Alvarez is 35 and he’s been a professional for 20 years. He’s neck-deep in the game and approaching the age where a fighter either picks up new tricks or gets out, and an age where any success is commendable. It also means he’s achieved consistency at an elite level for longer than some fighters’ entire careers last. If it weren’t for what figures to be a significant size advantage, Alvarez might be an easier favorite to defeat the man ahead of him.

“Bud” Crawford (41-0, 31 KOs) has arrived at this huge moment via a more recognizable path.

Whereas Alvarez burst onto the scene with the help of a reputation as an oddity, Crawford navigated the U.S. amateur system from the time he was a young kid. Like countless fighters before him, the boxing gym distracted him from the chaos of his surroundings. Crawford set himself apart and excelled, eventually becoming a National PAL champion and defeating several future pro world champions.

Crawford fought his way to a 19-0 as a pro, biding his time while fighting on undercards and waiting for a big opportunity. Finally one came against Colombian junior welterweight banger Breidis Prescott on only one week’s notice, one division up from where Crawford campaigned. Crawford made the most of the chance by completely dismantling Prescott on the undercard of the rematch between Mike Alvarado and Brandio Ríos, and he never looked back.

The win over Prescott positioned Crawford to fight for a minor title, which led to a lightweight world title shot against Ricky Burns in 2014. All of Crawford’s fights since then have involved a world title, and he unified the junior welterweight and welterweight titles. On paper, his fate appeared to lead him toward seizing the welterweight star mantle from Manny Pacquiao, but he was promotionally steered away from stardom and once again had to make his own way.

Crawford’s rivalry with Errol Spence, Jr. finally gave him a mainstream nemesis, who he promptly destroyed.
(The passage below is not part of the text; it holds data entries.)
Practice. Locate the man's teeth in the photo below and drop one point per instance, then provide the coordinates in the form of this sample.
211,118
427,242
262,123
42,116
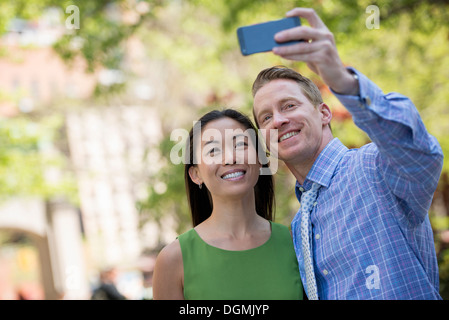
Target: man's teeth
233,175
288,135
Ironically the crushing victory elevated him to an unapproachable level at welterweight, leaving him nowhere to go but up. His only fight in the last two years, a win over Israil Madrimov, won him a junior middleweight title and made him a four-division world champion.


It’s a career trajectory not unlike another of the Four Kings of the 1980s, Roberto Durán. The Panamanian legend went from lightweight champion to winning a middleweight title over the course of 10 years. Durán even skipped junior welterweight to take on Leonard in their incredible first clash, and Crawford is similarly skipping middleweight to tackle the bigger star in Crawford.

And like Durán when he took on Iran Barkley, Crawford is 37 and being overlooked.

Canelo-Crawford wasn’t on many radars before it was announced, yet it’s a fight that blends star power and stylistic intrigue. It’s rare indeed that a pair of top-tier pound-for-pound fighters are close enough in weight to actually fight, and rarer when they’re close enough to their respective primes that the fight is actually meaningful.

This is a case of destiny sneaking up on everyone, perhaps the fighters most of all.

In other sports, there’s always the next game, or next week, maybe the next season. That potential for finality in boxing means there is no guaranteed second chance to get it right. Every step in the careers of Alvarez and Crawford leads to now. The procession to Canelo-Crawford has begun.